I want to prove $\mathbb{Z}(G\times C_2)\cong (\mathbb{Z}G)C_2$, where $C_2=<x| x^2=1>$, where $\mathbb{Z}(G\times C_2)$ and $(\mathbb{Z}G)C_2$ are integral group rings and I am looking for ring isomorphism.
Now I am not sure what map should I consider to make it an isomorphism. I tried $\phi$ which takes $\alpha=\sum_g a_g.(g,x) \to (\sum_g a_g g+(\sum_g a_gg)x)$, and $\beta=\sum_h b_h.(h,x) \to (\sum_h b_h h+(\sum_h b_hh)x)$,
But this is not working. How can prove them isomorphic.
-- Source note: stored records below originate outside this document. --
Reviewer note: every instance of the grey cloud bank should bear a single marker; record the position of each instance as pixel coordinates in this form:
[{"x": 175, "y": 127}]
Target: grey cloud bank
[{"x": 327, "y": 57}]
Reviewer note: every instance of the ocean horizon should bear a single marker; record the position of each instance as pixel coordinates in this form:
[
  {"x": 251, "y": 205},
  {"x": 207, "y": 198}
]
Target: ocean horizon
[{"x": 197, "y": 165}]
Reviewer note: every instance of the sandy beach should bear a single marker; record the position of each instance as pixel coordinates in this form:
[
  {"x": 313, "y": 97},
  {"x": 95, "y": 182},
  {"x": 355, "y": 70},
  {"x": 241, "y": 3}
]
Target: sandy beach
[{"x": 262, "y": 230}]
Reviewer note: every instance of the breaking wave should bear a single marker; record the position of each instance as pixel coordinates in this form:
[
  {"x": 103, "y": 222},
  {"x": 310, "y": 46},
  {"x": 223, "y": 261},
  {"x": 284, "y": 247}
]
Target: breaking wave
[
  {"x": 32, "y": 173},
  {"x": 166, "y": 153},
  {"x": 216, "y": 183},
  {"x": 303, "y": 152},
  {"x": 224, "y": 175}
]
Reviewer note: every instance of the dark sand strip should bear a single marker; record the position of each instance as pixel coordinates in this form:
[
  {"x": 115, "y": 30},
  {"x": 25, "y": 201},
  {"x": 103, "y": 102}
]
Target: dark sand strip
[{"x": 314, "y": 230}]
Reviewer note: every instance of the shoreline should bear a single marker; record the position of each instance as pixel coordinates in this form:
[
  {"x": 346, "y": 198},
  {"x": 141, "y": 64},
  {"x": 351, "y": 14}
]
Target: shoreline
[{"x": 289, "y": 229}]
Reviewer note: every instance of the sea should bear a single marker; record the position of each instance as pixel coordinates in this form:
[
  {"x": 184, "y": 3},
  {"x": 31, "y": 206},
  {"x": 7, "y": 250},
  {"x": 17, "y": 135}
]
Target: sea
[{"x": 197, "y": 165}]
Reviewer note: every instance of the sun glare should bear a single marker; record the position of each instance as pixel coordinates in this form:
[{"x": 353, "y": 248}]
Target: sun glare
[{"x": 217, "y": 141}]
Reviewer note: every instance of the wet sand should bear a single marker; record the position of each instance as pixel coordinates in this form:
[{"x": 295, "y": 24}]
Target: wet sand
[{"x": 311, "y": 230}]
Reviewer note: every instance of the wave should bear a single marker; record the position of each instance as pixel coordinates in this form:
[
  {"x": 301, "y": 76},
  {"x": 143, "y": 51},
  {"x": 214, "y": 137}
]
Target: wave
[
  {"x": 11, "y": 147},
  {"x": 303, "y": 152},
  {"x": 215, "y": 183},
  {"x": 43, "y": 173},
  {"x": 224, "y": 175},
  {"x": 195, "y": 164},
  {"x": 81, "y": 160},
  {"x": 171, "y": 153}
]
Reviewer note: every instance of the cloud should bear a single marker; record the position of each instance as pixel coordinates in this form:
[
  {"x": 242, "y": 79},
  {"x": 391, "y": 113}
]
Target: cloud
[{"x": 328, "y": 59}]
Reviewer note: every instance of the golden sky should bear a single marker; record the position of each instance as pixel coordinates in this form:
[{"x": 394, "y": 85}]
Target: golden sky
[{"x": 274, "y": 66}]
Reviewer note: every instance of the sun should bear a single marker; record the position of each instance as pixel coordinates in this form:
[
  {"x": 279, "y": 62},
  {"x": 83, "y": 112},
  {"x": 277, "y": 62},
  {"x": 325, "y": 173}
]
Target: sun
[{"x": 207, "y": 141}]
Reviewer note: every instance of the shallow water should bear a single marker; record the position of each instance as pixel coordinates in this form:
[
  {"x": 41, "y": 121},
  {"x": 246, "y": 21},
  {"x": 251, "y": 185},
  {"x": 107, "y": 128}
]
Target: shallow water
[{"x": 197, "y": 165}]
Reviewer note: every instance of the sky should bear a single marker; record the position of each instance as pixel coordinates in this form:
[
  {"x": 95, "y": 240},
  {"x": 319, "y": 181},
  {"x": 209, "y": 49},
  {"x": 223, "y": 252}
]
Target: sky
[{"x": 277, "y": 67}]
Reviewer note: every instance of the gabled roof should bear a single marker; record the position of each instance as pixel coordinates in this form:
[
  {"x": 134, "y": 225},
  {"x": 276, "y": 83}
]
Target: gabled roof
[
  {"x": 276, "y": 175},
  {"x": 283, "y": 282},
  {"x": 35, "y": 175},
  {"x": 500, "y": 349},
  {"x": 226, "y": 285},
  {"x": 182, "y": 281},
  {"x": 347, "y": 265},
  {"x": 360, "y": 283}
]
you have a correct argument, I 'm just going to improve the notation of the elements in each group algebra, you observe that every element in $\Bbb Z[G\times C_2]$ can be write as $$\sum_{(g,y)\in G\times C_2} a_{(g,y)}(g,y)=\sum_{(g,1)\in G\times C_2}a_{(g,1)}(g,1)+\sum_{(g,x)\in G\times C_2} a_{(g,x)}(g,x).$$ Then the map \begin{align*} \varphi:\Bbb Z[G\times C_2]&\rightarrow \Bbb ZG[C_2]\\ \sum_{(g,1)\in G\times C_2}a_{(g,1)}(g,1)+\sum_{(g,x)\in G\times C_2}a_{(g,x)}(g,x)&\mapsto \left(\sum_{g\in G} b_g g \right)1+\left(\sum_{g\in G} c_g g \right)x \end{align*} where $b_g=a_{(g,1)}$ and $c_g=a_{(g,x)}$ for all $g$ in $G$. it's well defined and that it's a isomorphism.